I flip on the TV and watch President-elect Donald Trump touring the White House. In the alternate universe I was living in before the last reality quake, it would’ve been Hillary Clinton in his place. I run my hand through the air searching for some invisible seam between the universes. I try jumping up and down, which is completely illogical because that wouldn’t even cause an earthquake let alone a reality quake, but since no one knows how to cause a reality quake anyway, I figure it can’t hurt. But it doesn’t help, either. I open my eyes and I’m still in the same new reality and the TV screen now shows Trump walking through the Oval Office.

I close my eyes, envisioning the previous reality in which Clinton was elected. I realize I have about as much chance of returning to that reality as I do shifting into the alternate universe in which President-elect Bernie Sanders is unveiling his new universal healthcare program. No, I have to accept that the universes have shifted and I’ve fallen through a crack into what is now my new reality. Of course, new realities are created all the time. Whenever a single momentous decision is made, the path we are on forks into two potential universes. In a few months, when that crazy short dictator in North Korea insults President Trump, this universe I’m presently in will split into one in which Trump ignores the insult and another in which he nukes North Korea and they retaliate launching nuclear missiles onto the California coast. I wonder which of those parallel universes I’ll be in.

Months pass and Donald J. Trump is inaugurated as the forty-fifth president of the United States. People cheer as they round up the Muslims. Surprisingly, it takes less time than I had imagined it would. Totalitarianism is incredibly efficient compared to democracy. Rounding up the gays and lesbians is even quicker. I expect it will take longer to round up all the Latinos. Maybe that’s why some of them are cheering as the blacks are rounded up; if you cheer with the crowd, maybe you can blend in and become part of the crowd. Blending in is good these days; no one wants to stand out and be noticed. It’s hard not to be noticed when your skin is darker or your accent is thick. But eventually, they’ll come for everyone who differs from them, whether they blend in or not. The Jews know this; they’ve been here before.

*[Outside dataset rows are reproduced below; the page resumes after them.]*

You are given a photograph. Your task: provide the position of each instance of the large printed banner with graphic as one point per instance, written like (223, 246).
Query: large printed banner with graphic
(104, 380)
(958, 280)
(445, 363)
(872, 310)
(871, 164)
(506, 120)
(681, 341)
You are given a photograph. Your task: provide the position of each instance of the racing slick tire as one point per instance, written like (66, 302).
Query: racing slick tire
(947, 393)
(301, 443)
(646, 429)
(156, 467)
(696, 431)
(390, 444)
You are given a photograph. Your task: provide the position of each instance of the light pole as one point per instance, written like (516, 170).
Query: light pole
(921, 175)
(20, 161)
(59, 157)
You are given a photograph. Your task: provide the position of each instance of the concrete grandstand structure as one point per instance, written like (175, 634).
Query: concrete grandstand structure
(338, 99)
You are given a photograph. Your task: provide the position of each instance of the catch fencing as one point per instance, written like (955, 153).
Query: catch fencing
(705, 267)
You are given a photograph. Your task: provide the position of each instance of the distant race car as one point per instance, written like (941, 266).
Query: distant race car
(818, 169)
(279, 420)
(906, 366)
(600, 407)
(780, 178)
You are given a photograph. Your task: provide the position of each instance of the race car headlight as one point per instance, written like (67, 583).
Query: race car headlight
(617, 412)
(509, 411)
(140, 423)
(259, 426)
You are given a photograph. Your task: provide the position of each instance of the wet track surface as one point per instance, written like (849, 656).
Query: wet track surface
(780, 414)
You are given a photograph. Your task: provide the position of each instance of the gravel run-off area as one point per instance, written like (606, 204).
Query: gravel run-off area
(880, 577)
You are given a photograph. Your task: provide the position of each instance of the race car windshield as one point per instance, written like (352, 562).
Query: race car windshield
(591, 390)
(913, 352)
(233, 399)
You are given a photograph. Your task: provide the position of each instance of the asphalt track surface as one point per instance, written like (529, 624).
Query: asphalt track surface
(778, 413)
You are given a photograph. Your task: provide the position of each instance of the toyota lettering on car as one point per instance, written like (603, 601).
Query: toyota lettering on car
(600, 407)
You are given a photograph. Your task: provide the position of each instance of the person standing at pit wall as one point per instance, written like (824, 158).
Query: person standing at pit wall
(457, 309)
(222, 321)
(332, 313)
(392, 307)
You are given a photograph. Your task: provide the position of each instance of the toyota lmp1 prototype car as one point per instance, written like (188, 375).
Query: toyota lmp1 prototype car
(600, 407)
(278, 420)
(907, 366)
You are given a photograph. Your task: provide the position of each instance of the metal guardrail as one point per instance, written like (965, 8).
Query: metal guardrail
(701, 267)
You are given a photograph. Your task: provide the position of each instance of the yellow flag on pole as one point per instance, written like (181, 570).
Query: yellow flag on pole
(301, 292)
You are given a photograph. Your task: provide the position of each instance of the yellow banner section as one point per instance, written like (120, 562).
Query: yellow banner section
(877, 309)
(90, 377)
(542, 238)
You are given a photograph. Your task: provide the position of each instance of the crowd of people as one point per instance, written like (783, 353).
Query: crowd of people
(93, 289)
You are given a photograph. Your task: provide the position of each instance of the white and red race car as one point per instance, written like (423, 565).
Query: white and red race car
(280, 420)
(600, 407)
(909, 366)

It’s been three years now since the last reality quake. I’m shaken from my reverie by a knock on the door. The knock. I know what that means. Looking through the peephole, I see the men in their starched Brownshirts. The irony occurs to me the shirts were probably manufactured in China. Before opening the door, I take a final look at my home. My hands fumble through the air one more time, vainly searching for the invisible seam between parallel universes, that I might rip through it and return to my reality.